Closed Jay0412 closed 2 years ago
+) I have one more question. As I understand, I think when doing relation extraction this model uses levitated marker. However, in your script about training re, it uses run_re.py file which seems they don't use a levitated marker. I wonder what is the difference between run_re.py and run_levitatedpair.py. Also, could you explain what's the exact meaning of BertForACEBothSub, BertForACEBothOneDropoutSpanSub, BertForACEBothOneDropoutSub, BertForACEBothOneDropoutLeviPair, BertForACEBothOneDropout classes?
run_levitatedpair.py is for ablation study (two pairs of leviteatd marker) BertForACEBothSub, BertForACEBothOneDropoutSpanSub, BertForACEBothOneDropoutSub, BertForACEBothOneDropoutLeviPair, BertForACEBothOneDropout are a serious of attempts, we finally use the default BertForACEBothOneDropoutSub.
Thank you for answering. Okay, then does it means BERTForACEBothOneDropoutSub uses levitated marker for relation extraction? Also, I still want to know about the first question(512 and 1024), could you explain it plz?
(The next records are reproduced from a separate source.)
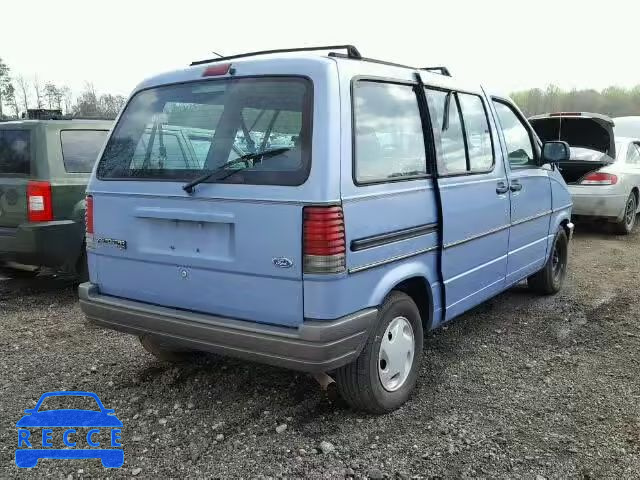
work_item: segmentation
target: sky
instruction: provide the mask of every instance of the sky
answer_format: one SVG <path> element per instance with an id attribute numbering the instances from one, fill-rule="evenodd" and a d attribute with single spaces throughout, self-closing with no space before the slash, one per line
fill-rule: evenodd
<path id="1" fill-rule="evenodd" d="M 0 15 L 13 74 L 76 93 L 88 81 L 128 95 L 212 51 L 342 43 L 505 92 L 640 84 L 637 0 L 6 0 Z"/>

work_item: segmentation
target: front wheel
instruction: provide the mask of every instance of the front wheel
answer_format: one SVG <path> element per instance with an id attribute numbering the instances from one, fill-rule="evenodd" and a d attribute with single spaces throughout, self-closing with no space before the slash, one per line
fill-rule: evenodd
<path id="1" fill-rule="evenodd" d="M 633 227 L 636 225 L 636 210 L 638 209 L 638 203 L 636 196 L 633 192 L 629 194 L 627 203 L 624 207 L 624 214 L 622 220 L 615 224 L 616 233 L 620 235 L 629 235 L 633 231 Z"/>
<path id="2" fill-rule="evenodd" d="M 569 240 L 564 228 L 560 227 L 553 240 L 551 255 L 542 270 L 531 275 L 527 280 L 529 288 L 542 295 L 558 293 L 567 274 L 569 260 Z"/>
<path id="3" fill-rule="evenodd" d="M 407 294 L 392 292 L 360 356 L 336 371 L 340 395 L 351 407 L 369 413 L 397 409 L 415 387 L 422 343 L 418 307 Z"/>

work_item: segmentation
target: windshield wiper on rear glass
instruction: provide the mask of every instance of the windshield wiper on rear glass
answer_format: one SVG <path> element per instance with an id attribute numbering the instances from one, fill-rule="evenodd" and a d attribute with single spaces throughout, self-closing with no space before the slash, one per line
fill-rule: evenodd
<path id="1" fill-rule="evenodd" d="M 257 159 L 262 160 L 263 158 L 275 157 L 288 150 L 291 150 L 291 148 L 290 147 L 274 148 L 273 150 L 265 150 L 263 152 L 247 153 L 246 155 L 242 155 L 241 157 L 238 157 L 230 162 L 225 163 L 224 165 L 219 166 L 218 168 L 210 171 L 209 173 L 205 173 L 204 175 L 201 175 L 198 178 L 194 178 L 189 183 L 184 185 L 182 189 L 187 193 L 193 193 L 193 187 L 195 187 L 196 185 L 200 185 L 203 182 L 206 182 L 207 180 L 212 178 L 216 173 L 225 171 L 230 165 L 235 165 L 236 163 L 242 163 L 246 160 L 257 160 Z M 220 178 L 217 178 L 216 180 L 224 180 L 225 178 L 230 177 L 234 173 L 237 173 L 241 170 L 245 170 L 247 168 L 249 168 L 248 163 L 244 167 L 232 169 L 231 171 L 227 172 L 225 175 L 222 175 Z"/>

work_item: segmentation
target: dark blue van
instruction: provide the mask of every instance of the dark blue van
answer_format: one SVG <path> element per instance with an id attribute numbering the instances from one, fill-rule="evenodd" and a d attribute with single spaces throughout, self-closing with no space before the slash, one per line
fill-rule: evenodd
<path id="1" fill-rule="evenodd" d="M 382 413 L 414 388 L 425 331 L 522 280 L 560 290 L 568 145 L 446 69 L 344 49 L 135 89 L 88 188 L 89 321 L 164 359 L 328 372 Z"/>

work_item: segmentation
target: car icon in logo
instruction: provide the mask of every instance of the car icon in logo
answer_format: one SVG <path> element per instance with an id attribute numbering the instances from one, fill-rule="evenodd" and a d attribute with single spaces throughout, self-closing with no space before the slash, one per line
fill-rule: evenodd
<path id="1" fill-rule="evenodd" d="M 43 406 L 45 402 L 56 405 L 68 402 L 75 406 L 78 401 L 92 408 L 48 409 Z M 124 463 L 120 443 L 122 422 L 114 410 L 104 407 L 95 393 L 45 393 L 36 406 L 25 410 L 25 413 L 16 423 L 18 448 L 15 462 L 18 467 L 35 467 L 41 458 L 96 458 L 105 468 L 119 468 Z"/>

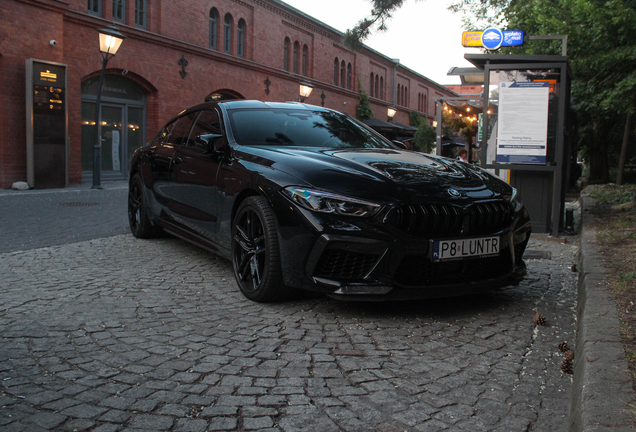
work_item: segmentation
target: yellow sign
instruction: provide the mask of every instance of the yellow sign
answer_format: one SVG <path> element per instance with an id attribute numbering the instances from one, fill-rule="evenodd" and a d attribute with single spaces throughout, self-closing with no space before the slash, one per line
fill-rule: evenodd
<path id="1" fill-rule="evenodd" d="M 471 31 L 462 33 L 462 45 L 465 47 L 482 47 L 480 31 Z"/>

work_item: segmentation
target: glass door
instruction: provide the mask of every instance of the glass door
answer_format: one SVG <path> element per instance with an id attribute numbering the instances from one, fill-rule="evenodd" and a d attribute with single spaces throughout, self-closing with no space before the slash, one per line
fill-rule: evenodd
<path id="1" fill-rule="evenodd" d="M 127 170 L 123 114 L 121 106 L 102 104 L 102 174 L 124 174 Z"/>

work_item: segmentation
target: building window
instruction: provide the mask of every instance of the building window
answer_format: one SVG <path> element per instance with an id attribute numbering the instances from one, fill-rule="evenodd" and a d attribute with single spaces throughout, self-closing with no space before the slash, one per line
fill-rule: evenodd
<path id="1" fill-rule="evenodd" d="M 375 93 L 373 93 L 373 72 L 371 72 L 371 76 L 369 77 L 369 96 L 375 97 Z"/>
<path id="2" fill-rule="evenodd" d="M 334 85 L 338 85 L 338 68 L 340 67 L 340 62 L 338 61 L 338 57 L 333 61 L 333 83 Z"/>
<path id="3" fill-rule="evenodd" d="M 88 0 L 88 13 L 102 16 L 102 0 Z"/>
<path id="4" fill-rule="evenodd" d="M 380 99 L 384 100 L 384 77 L 380 77 Z"/>
<path id="5" fill-rule="evenodd" d="M 113 21 L 126 21 L 126 0 L 113 0 Z"/>
<path id="6" fill-rule="evenodd" d="M 236 55 L 245 57 L 245 20 L 241 18 L 236 29 Z"/>
<path id="7" fill-rule="evenodd" d="M 353 72 L 351 70 L 351 63 L 347 65 L 347 88 L 351 90 L 351 81 L 353 79 Z"/>
<path id="8" fill-rule="evenodd" d="M 135 24 L 137 27 L 146 28 L 147 0 L 135 0 Z"/>
<path id="9" fill-rule="evenodd" d="M 343 60 L 342 63 L 340 63 L 340 87 L 345 86 L 345 68 L 346 67 L 347 67 L 347 64 Z"/>
<path id="10" fill-rule="evenodd" d="M 307 76 L 308 57 L 309 57 L 309 47 L 307 45 L 303 45 L 303 67 L 302 67 L 303 76 Z"/>
<path id="11" fill-rule="evenodd" d="M 423 95 L 423 100 L 422 100 L 422 111 L 423 111 L 423 112 L 427 112 L 427 111 L 428 111 L 428 107 L 426 106 L 426 105 L 427 105 L 427 103 L 426 103 L 426 102 L 428 102 L 428 101 L 426 100 L 426 95 Z"/>
<path id="12" fill-rule="evenodd" d="M 289 71 L 289 48 L 291 45 L 291 41 L 289 40 L 289 38 L 285 38 L 285 53 L 283 56 L 283 69 L 285 69 L 286 71 Z"/>
<path id="13" fill-rule="evenodd" d="M 375 76 L 375 97 L 380 97 L 380 76 Z"/>
<path id="14" fill-rule="evenodd" d="M 223 52 L 232 53 L 232 15 L 225 14 L 223 21 Z"/>
<path id="15" fill-rule="evenodd" d="M 213 50 L 217 49 L 217 41 L 218 41 L 218 27 L 219 25 L 219 12 L 216 8 L 210 9 L 210 48 Z"/>
<path id="16" fill-rule="evenodd" d="M 404 86 L 404 106 L 409 106 L 409 88 Z"/>
<path id="17" fill-rule="evenodd" d="M 300 44 L 298 41 L 294 42 L 294 57 L 292 58 L 292 72 L 298 73 L 298 51 L 300 50 Z"/>
<path id="18" fill-rule="evenodd" d="M 401 100 L 401 98 L 402 98 L 402 88 L 401 88 L 401 87 L 400 87 L 400 85 L 398 84 L 398 85 L 397 85 L 397 101 L 396 101 L 396 103 L 397 103 L 398 105 L 402 105 L 402 100 Z"/>

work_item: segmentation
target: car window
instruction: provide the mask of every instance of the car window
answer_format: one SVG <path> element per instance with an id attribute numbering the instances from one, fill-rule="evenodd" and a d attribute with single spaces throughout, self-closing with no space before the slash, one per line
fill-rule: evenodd
<path id="1" fill-rule="evenodd" d="M 175 146 L 188 145 L 188 137 L 192 130 L 192 124 L 199 114 L 201 114 L 201 111 L 191 112 L 169 124 L 166 127 L 164 144 L 172 144 Z"/>
<path id="2" fill-rule="evenodd" d="M 218 113 L 214 110 L 203 110 L 194 122 L 189 144 L 201 150 L 209 150 L 208 145 L 220 138 L 221 134 Z"/>
<path id="3" fill-rule="evenodd" d="M 241 145 L 391 148 L 374 132 L 332 111 L 236 109 L 229 110 L 229 119 Z"/>

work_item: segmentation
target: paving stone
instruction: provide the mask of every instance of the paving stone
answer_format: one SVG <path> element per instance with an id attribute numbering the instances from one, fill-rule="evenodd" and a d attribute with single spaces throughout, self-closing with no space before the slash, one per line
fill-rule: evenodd
<path id="1" fill-rule="evenodd" d="M 127 223 L 124 187 L 73 193 L 112 204 L 103 225 Z M 91 219 L 76 229 L 95 236 L 64 239 L 65 196 L 24 201 L 59 233 L 0 245 L 0 429 L 69 418 L 100 432 L 569 428 L 555 346 L 575 335 L 571 244 L 536 236 L 530 249 L 552 259 L 479 296 L 257 304 L 230 262 L 176 238 L 105 236 Z M 536 310 L 550 321 L 538 331 Z"/>

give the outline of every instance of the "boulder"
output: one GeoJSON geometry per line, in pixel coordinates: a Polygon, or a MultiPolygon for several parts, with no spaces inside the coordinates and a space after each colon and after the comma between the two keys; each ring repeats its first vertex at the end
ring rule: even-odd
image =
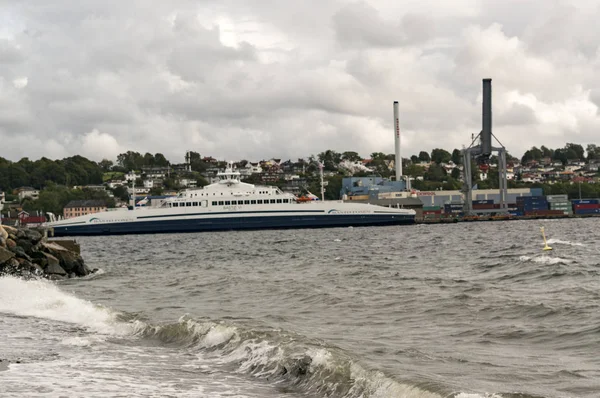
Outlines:
{"type": "Polygon", "coordinates": [[[77,254],[65,250],[62,252],[56,252],[54,256],[58,259],[58,261],[60,261],[60,266],[63,267],[65,271],[73,271],[79,274],[78,270],[83,265],[83,261],[77,254]]]}
{"type": "MultiPolygon", "coordinates": [[[[55,265],[60,266],[60,261],[58,261],[58,259],[56,257],[54,257],[52,254],[48,254],[48,253],[42,253],[42,254],[44,255],[44,258],[42,258],[40,260],[42,260],[42,262],[44,263],[44,265],[42,266],[44,269],[47,269],[51,265],[52,266],[55,266],[55,265]]],[[[48,272],[48,271],[46,271],[46,272],[48,272]]]]}
{"type": "Polygon", "coordinates": [[[7,239],[6,240],[6,247],[9,249],[12,249],[13,247],[17,246],[17,242],[14,241],[14,239],[7,239]]]}
{"type": "Polygon", "coordinates": [[[15,253],[3,247],[0,247],[0,264],[7,262],[13,257],[15,257],[15,253]]]}
{"type": "Polygon", "coordinates": [[[12,247],[10,249],[10,251],[15,253],[17,255],[17,257],[19,257],[19,258],[24,258],[27,261],[31,261],[31,257],[29,257],[27,255],[27,253],[25,253],[25,250],[23,250],[23,248],[21,246],[12,247]]]}
{"type": "Polygon", "coordinates": [[[55,255],[57,252],[67,251],[67,249],[65,249],[61,245],[57,245],[56,243],[53,243],[53,242],[43,242],[42,250],[44,250],[45,252],[50,253],[52,255],[55,255]]]}
{"type": "Polygon", "coordinates": [[[17,240],[17,246],[23,248],[23,251],[27,254],[32,252],[33,243],[28,239],[19,239],[17,240]]]}
{"type": "Polygon", "coordinates": [[[48,262],[46,269],[44,270],[48,275],[60,275],[66,276],[67,271],[65,271],[58,263],[48,262]]]}
{"type": "Polygon", "coordinates": [[[6,247],[6,239],[0,238],[0,247],[6,247]]]}
{"type": "Polygon", "coordinates": [[[9,234],[13,235],[16,235],[18,231],[15,227],[11,227],[10,225],[3,225],[2,228],[9,234]]]}
{"type": "Polygon", "coordinates": [[[0,225],[0,238],[4,240],[8,239],[8,232],[6,232],[2,225],[0,225]]]}
{"type": "Polygon", "coordinates": [[[35,229],[24,229],[22,231],[25,235],[24,238],[29,240],[34,245],[40,240],[42,240],[42,234],[36,231],[35,229]]]}

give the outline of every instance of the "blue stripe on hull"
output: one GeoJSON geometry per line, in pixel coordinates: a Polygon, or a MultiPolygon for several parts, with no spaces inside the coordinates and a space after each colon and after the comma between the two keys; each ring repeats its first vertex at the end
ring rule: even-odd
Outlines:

Though the sequence length > 512, the postion id ranges from 0-512
Thanks, I understand both of them. As you explained, I also think position id ranges from 0-512. However, when I print out the position id shape in item, it is 1024. I can't understand, how it can be possible that it has a 1024 shape and also others (input_ids, attention and etc.)
Transformer can support any length.
Sorry, I'm a beginner of study NLP... Could you explain in more detail? I don't get it... How transformer can support any length even though, BERT limits the position id ranges from 0-512?
Yes.
Well...so,,, any explnation???
BERT limits the position id ranges from 0-512. But we can use the same postion id for different tokens. For example, set 1024 tokens' postion = 0
Ah..! I understand! Thank you very much for your kind reply :)
As I know, BERT is limit the position embedding as 512. However, when I look at the code, I found position id, input id and etc. have 1024 size. I quite confusing about this concept. Could you explain about the difference above those?